La manœuvre blindée-mécanisée est l’une des plus difficile à réaliser. Il faut que le commandement articule des éléments divers engageant simultanément des armes très diverses : infanterie, cavalerie, artillerie, défense sol-air, reconnaissance, génie sans parler de l’appui aérien quand il est possible. Rien ne peut la remplacer dans le combat terrestre sachant que l’objectif est de détruire les forces vives de l’adversaire. Mais pour avoir une chance de succès, il convient qu’elle engage un minimum de forces, le niveau de base étant la division. Au milieu de la Guerre froide, une division blindée française était composée au moins de deux régiments mécanisés, deux blindés, un d’artillerie, un du génie, une compagnie anti-chars, un escadron d’éclairage et un régiment de commandement et de soutien.

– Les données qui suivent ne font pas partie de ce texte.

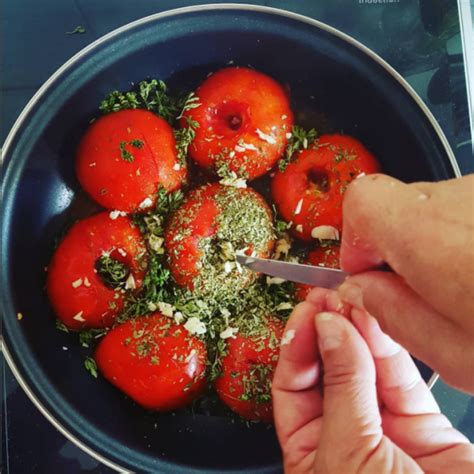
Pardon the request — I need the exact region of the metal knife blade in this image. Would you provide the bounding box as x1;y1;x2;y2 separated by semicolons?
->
236;255;349;289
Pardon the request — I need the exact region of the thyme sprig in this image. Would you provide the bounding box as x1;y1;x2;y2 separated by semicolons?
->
278;125;318;172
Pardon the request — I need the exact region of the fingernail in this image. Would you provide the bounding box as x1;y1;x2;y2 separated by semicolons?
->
316;313;344;351
337;281;364;309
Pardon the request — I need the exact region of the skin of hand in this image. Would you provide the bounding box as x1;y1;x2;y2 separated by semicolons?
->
338;175;474;393
272;288;474;474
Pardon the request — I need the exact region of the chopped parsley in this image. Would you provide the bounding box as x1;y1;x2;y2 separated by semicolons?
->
84;357;97;378
79;329;107;347
96;254;130;289
278;125;318;172
240;364;273;403
119;139;145;163
99;79;201;166
99;79;201;125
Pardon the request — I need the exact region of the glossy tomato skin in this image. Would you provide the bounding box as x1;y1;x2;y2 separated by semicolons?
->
47;212;146;330
76;109;187;212
95;313;207;411
165;183;274;290
271;135;380;240
182;67;293;179
295;245;341;301
215;317;285;423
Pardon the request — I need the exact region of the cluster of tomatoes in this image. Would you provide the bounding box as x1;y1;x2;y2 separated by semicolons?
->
47;68;378;422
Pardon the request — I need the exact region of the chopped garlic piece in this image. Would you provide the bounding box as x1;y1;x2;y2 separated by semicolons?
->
173;311;184;324
125;273;137;290
184;316;206;334
275;238;291;260
138;197;153;209
109;211;127;221
311;225;339;240
275;301;293;311
224;262;237;273
72;311;86;323
184;349;196;364
148;234;165;253
219;327;239;339
267;276;286;286
255;128;276;145
280;329;295;346
158;301;174;318
294;199;303;216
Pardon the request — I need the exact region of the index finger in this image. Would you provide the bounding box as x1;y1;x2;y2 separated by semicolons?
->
351;309;440;415
341;175;474;318
272;302;323;449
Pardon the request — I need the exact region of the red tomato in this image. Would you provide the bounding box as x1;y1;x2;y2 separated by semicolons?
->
215;317;285;423
272;135;379;240
295;245;341;301
47;212;145;329
76;109;186;212
181;67;293;179
95;313;207;411
165;183;274;290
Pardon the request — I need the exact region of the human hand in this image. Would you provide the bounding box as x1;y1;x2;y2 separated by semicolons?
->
338;175;474;393
272;289;474;474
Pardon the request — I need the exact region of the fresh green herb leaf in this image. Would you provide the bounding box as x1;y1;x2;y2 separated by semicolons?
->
275;219;289;233
176;92;201;120
99;91;140;114
66;25;86;35
278;125;318;172
96;254;130;288
119;142;135;163
119;139;145;163
99;79;201;124
79;329;107;347
84;357;97;378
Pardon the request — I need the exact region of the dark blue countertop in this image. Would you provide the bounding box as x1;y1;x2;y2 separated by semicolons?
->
0;0;474;474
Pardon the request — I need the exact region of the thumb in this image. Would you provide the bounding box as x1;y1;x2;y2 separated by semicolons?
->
338;272;474;392
315;312;382;472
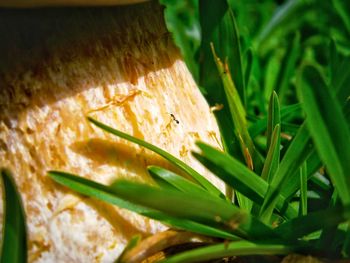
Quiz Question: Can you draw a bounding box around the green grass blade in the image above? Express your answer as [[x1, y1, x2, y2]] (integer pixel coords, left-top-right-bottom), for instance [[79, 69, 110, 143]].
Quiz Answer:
[[275, 32, 300, 103], [341, 226, 350, 258], [281, 149, 322, 199], [0, 169, 27, 263], [244, 48, 254, 87], [113, 181, 272, 238], [114, 234, 142, 263], [261, 124, 281, 183], [162, 241, 295, 263], [297, 65, 350, 204], [329, 40, 350, 105], [257, 0, 307, 49], [160, 0, 201, 81], [261, 124, 313, 221], [193, 143, 297, 221], [199, 0, 245, 105], [299, 162, 308, 216], [88, 117, 221, 196], [274, 206, 350, 241], [267, 91, 281, 153], [249, 103, 301, 138], [332, 0, 350, 34], [147, 166, 217, 198], [212, 45, 261, 173], [48, 171, 237, 240]]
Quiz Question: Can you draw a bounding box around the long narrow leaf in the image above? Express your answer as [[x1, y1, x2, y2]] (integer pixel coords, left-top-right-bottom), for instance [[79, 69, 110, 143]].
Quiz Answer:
[[49, 171, 237, 240], [267, 92, 281, 153], [162, 241, 296, 263], [297, 65, 350, 204], [0, 170, 27, 263], [88, 117, 222, 196], [193, 143, 297, 221], [113, 181, 273, 239], [261, 124, 313, 220], [274, 206, 350, 241], [249, 103, 301, 138], [299, 163, 307, 216], [147, 166, 215, 198]]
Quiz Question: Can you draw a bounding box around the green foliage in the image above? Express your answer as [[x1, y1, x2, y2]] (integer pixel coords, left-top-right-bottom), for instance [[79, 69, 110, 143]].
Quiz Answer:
[[5, 0, 350, 262], [0, 169, 27, 263]]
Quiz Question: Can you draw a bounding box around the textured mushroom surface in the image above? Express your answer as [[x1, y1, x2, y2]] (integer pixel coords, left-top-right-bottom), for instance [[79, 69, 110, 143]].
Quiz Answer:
[[0, 3, 223, 262]]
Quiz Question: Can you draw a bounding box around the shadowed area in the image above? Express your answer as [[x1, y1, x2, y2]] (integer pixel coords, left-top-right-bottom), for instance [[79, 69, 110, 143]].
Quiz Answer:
[[0, 2, 179, 115]]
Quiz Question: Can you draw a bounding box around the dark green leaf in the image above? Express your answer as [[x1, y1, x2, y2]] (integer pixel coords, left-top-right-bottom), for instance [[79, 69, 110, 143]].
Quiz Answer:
[[298, 65, 350, 204], [115, 234, 141, 263], [1, 169, 27, 263], [88, 117, 222, 196], [160, 0, 201, 80], [193, 143, 297, 221], [113, 181, 271, 239], [162, 240, 295, 263], [249, 103, 301, 138], [261, 124, 313, 220], [147, 166, 215, 198], [299, 163, 308, 216], [261, 124, 281, 183], [274, 206, 350, 240], [267, 91, 281, 153], [49, 171, 237, 240]]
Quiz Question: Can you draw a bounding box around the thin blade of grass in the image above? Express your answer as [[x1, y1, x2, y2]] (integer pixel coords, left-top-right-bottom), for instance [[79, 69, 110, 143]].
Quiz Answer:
[[275, 32, 300, 103], [0, 169, 27, 263], [299, 162, 308, 216], [249, 103, 301, 138], [317, 190, 339, 256], [147, 166, 215, 198], [199, 0, 245, 105], [48, 171, 237, 240], [88, 117, 222, 199], [244, 48, 254, 87], [261, 124, 280, 183], [281, 149, 322, 199], [113, 180, 272, 239], [162, 241, 295, 263], [274, 206, 350, 241], [267, 91, 281, 153], [212, 45, 262, 173], [297, 65, 350, 204], [332, 0, 350, 34], [114, 235, 141, 263], [192, 142, 297, 221], [261, 124, 313, 221]]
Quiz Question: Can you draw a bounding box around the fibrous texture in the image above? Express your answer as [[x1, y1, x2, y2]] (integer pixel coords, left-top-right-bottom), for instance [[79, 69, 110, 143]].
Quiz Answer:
[[0, 3, 223, 262]]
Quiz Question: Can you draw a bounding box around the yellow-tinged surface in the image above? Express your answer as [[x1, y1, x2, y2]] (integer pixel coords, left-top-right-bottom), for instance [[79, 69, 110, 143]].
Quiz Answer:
[[0, 3, 223, 262]]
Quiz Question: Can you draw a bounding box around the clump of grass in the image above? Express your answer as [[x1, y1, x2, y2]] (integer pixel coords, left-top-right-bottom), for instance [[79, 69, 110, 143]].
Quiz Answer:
[[0, 0, 350, 262]]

Et cette Division fort de 8.000 hommes pouvait prendre à sa charge un front d’une dizaine de kilomètres de large… Il y avait alors huit divisions. Cela évoluera à partir de 1984.

Cela dit, les perspectives d’une guerre d’invasion en Europe sont limitées. Le seul intérêt que pourrait viser Moscou est d’élargir son accès à l’enclave de Kaliningrad que la Russie considère comme un point vital pour sa sécurité comme le port de Vladivostok. Cela déclencherait une guerre avec la Lituanie et la Pologne qui entourent le corridor de Suwalki.

Ces deux pays appartenant à l’OTAN, ils seraient en droit de demander l’application de l’Article 5. Ce dernier stipule que si un pays de l’Alliance est victime d’une attaque armée, chaque membre de l’organisation considèrera cet acte de violence comme une attaque armée dirigée contre l’ensemble des membres et prendra les mesures qu’il jugera nécessaires pour venir en aide au pays attaqué.

Le déroulement des opérations militaires se déroulerait automatiquement dans un cadre multilatéral qui engagerait les corps de bataille blindés-mécanisés des pays dont les gouvernements auraient décidé d’intervenir militairement au sol. Il convient que cette « dissuasion conventionnelle » (sans l’emploi d’armes de destructions massives) soit suffisamment crédible pour empêcher l’agresseur éventuel de passer à l’action. A noter que du temps de la Guerre froide, il était interdit dans les armées française lors des exercices de désigner l’« ennemi conventionnel » comme « rouge ». C’était l’ennemi « carmin ». Ces pudeurs linguistiques ont disparu aujourd’hui.